If a bass doesn’t hit immediately, slowly hop the jig through the roots.

Repeated casts can pay off, if you are a patient angler, says Scott.

“Roy Layfield is probably the best bass fisherman on the lake, and he is patient,” said Scott. “He will sit in one place and make 20 or 30 casts to one tree before he catches a fish.
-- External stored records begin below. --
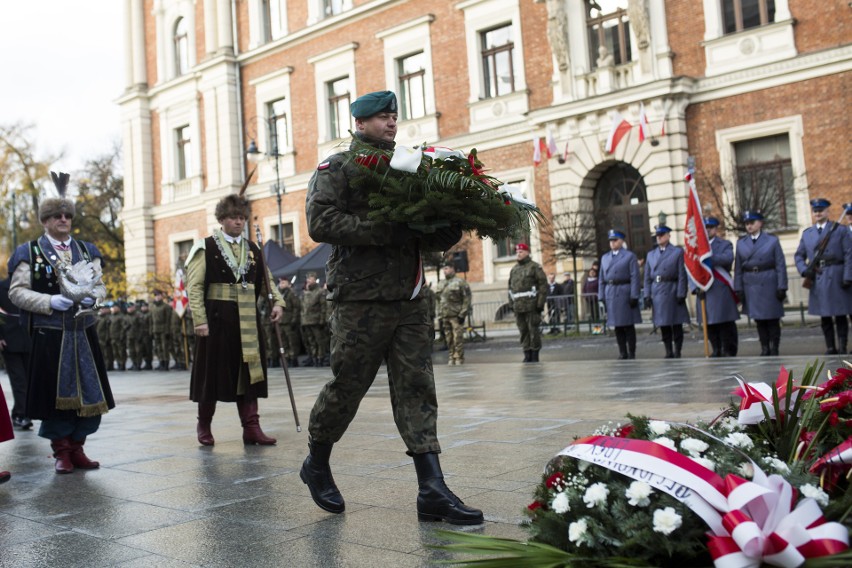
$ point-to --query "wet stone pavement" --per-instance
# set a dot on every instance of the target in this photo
(159, 499)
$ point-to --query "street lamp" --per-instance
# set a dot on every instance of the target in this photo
(254, 155)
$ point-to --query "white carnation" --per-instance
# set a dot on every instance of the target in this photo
(596, 494)
(638, 494)
(560, 503)
(666, 520)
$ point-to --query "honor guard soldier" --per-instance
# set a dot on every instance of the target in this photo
(666, 288)
(720, 299)
(527, 298)
(760, 280)
(824, 259)
(619, 288)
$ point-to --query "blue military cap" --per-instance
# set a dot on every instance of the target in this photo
(820, 203)
(367, 105)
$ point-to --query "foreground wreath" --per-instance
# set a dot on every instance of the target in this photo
(431, 187)
(765, 484)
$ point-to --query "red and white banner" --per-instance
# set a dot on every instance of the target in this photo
(697, 253)
(619, 130)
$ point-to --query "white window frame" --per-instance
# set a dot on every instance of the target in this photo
(793, 127)
(481, 15)
(399, 42)
(754, 47)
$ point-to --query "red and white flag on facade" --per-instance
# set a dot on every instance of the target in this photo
(180, 300)
(644, 129)
(697, 253)
(620, 128)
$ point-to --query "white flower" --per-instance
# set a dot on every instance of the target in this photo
(560, 503)
(638, 493)
(577, 531)
(693, 446)
(596, 494)
(746, 469)
(666, 520)
(739, 440)
(815, 493)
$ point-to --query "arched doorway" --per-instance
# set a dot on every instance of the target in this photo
(621, 201)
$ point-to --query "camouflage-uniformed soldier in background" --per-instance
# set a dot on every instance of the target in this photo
(527, 297)
(453, 296)
(161, 319)
(314, 322)
(118, 324)
(103, 324)
(146, 342)
(289, 324)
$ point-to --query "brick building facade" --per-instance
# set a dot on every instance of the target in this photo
(751, 89)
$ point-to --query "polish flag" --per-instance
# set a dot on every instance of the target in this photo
(620, 128)
(644, 129)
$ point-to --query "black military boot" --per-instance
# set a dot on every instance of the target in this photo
(316, 473)
(435, 501)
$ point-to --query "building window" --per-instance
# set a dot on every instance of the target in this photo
(181, 39)
(497, 64)
(184, 152)
(741, 15)
(608, 27)
(338, 107)
(764, 171)
(412, 85)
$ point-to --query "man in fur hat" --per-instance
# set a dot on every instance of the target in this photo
(224, 280)
(68, 389)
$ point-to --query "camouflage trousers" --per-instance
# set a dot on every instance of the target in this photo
(454, 334)
(363, 334)
(528, 324)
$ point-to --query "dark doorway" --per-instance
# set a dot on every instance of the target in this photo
(621, 202)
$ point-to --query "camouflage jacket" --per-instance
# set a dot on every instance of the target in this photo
(369, 261)
(453, 298)
(527, 287)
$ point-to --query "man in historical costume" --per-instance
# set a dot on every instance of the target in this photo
(619, 286)
(666, 287)
(453, 297)
(527, 298)
(68, 388)
(225, 277)
(760, 280)
(720, 301)
(15, 345)
(379, 314)
(830, 295)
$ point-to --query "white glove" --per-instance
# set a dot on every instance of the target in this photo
(60, 303)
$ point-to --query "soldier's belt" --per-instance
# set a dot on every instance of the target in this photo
(225, 292)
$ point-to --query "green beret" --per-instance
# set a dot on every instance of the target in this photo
(367, 105)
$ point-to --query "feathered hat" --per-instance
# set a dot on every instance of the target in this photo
(233, 205)
(56, 205)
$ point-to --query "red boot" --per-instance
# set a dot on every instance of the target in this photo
(252, 434)
(79, 457)
(205, 418)
(62, 449)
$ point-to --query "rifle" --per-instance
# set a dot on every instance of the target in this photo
(271, 302)
(813, 266)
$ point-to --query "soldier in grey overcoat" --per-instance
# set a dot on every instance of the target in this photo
(375, 279)
(720, 300)
(760, 280)
(830, 295)
(665, 290)
(619, 287)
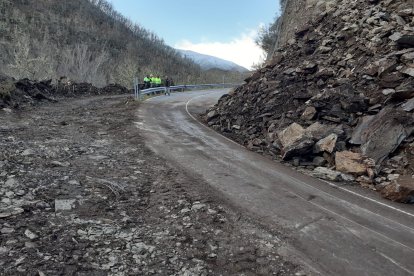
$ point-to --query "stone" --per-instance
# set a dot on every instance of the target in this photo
(409, 105)
(406, 40)
(327, 174)
(27, 152)
(350, 162)
(319, 161)
(309, 113)
(59, 164)
(379, 135)
(64, 204)
(291, 134)
(408, 57)
(326, 144)
(408, 71)
(198, 206)
(388, 91)
(400, 190)
(30, 234)
(395, 36)
(10, 211)
(211, 115)
(7, 230)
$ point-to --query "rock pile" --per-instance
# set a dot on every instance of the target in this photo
(15, 93)
(338, 99)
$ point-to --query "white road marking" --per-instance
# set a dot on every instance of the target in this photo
(329, 183)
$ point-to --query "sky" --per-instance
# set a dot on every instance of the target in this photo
(223, 28)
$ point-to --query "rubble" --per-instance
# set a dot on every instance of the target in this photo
(28, 92)
(347, 75)
(80, 194)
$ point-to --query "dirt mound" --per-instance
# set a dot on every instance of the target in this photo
(28, 92)
(343, 86)
(82, 195)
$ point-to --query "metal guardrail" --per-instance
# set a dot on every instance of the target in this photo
(159, 90)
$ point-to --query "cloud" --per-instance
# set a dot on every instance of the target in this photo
(241, 50)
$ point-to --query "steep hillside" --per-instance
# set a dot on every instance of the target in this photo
(209, 62)
(339, 94)
(85, 40)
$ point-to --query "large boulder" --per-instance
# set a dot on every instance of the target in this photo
(326, 173)
(400, 190)
(326, 144)
(350, 162)
(294, 141)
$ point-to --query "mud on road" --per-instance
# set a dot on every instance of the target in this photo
(82, 195)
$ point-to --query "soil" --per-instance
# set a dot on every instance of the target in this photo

I think it finally aggravates them into biting.”

If you are patient enough to pitch a jig all day in March and April, Scott says your chances of a 5-pounder — or better — are excellent.

When he is fishing a blade, Scott likes the FLW Rabbit Dog spinnerbait, so named, according to FLW promotion “because it runs through cover like a beagle after a cottontail.”

In 20 minutes Scott caught six fat keepers from one corner of the Gum Creek bridge rip-rap.

“I like a 3/8-oz. double gold willowleaf,” said Scott. “That’s my favorite all year.”
A spinnerbait is also pitched under the trees and then retrieved bumping and clattering over the roots.

“When you reel a spinnerbait through the roots of a cypress tree, the bass will knock the blades off it,” said Scott.

With the jig or the blade, presentation is everything; you’ve got to reach the truck of the tree,” Scott said.

If you haven’t mastered the technique called pitching, an under-handed cast that sends your bait low and fast over the water, you are at a huge disadvantage fishing trees at Lake Blackshear. Most of the cypress trees have a low-hanging curtain of branches and Spanish moss skirting the trunk. With a jig or a worm, the trick is to shoot the gaps in the branches, thump the tree trunk and gently drop the bait down to the base of the tree. An overhand or sidearm cast won’t usually succeed.

Blackshear is lined with hundreds, if not thousands of boat docks, that also make tempting targets. Scott and I fished crankbaits around some docks in Swift Creek, but if the choice was docks or trees, Scott is going straight to the trees. We passed one bank with a few cypress trees scattered between boat docks.

“You can catch bass around the docks,” said Scott. “I have caught them with something like a Rat-L-Trap running right up against the posts, or by flipping a jig, but I think the docks are harder to pattern. There may be bass under these docks, but in March and April, you can count on them being on those trees between the docks.”

We fished the trees in the mouth of Gum Creek, including a group of trees on the right-hand side going out where Scott caught his 11-pounder on a spinnerbait last year. We also tried trees in the mouth of Cedar Creek, around Little Duck Blind Slough, on the main lake, and in Swift Creek without success. The water temperature was a chilly 50 degrees.

“It’s a little too early for the bass to be on the trees, yet,” said Scott, “but a month makes a lot of difference. By March the bass will be all in the trees — and it’s the best bass fishing of the year.”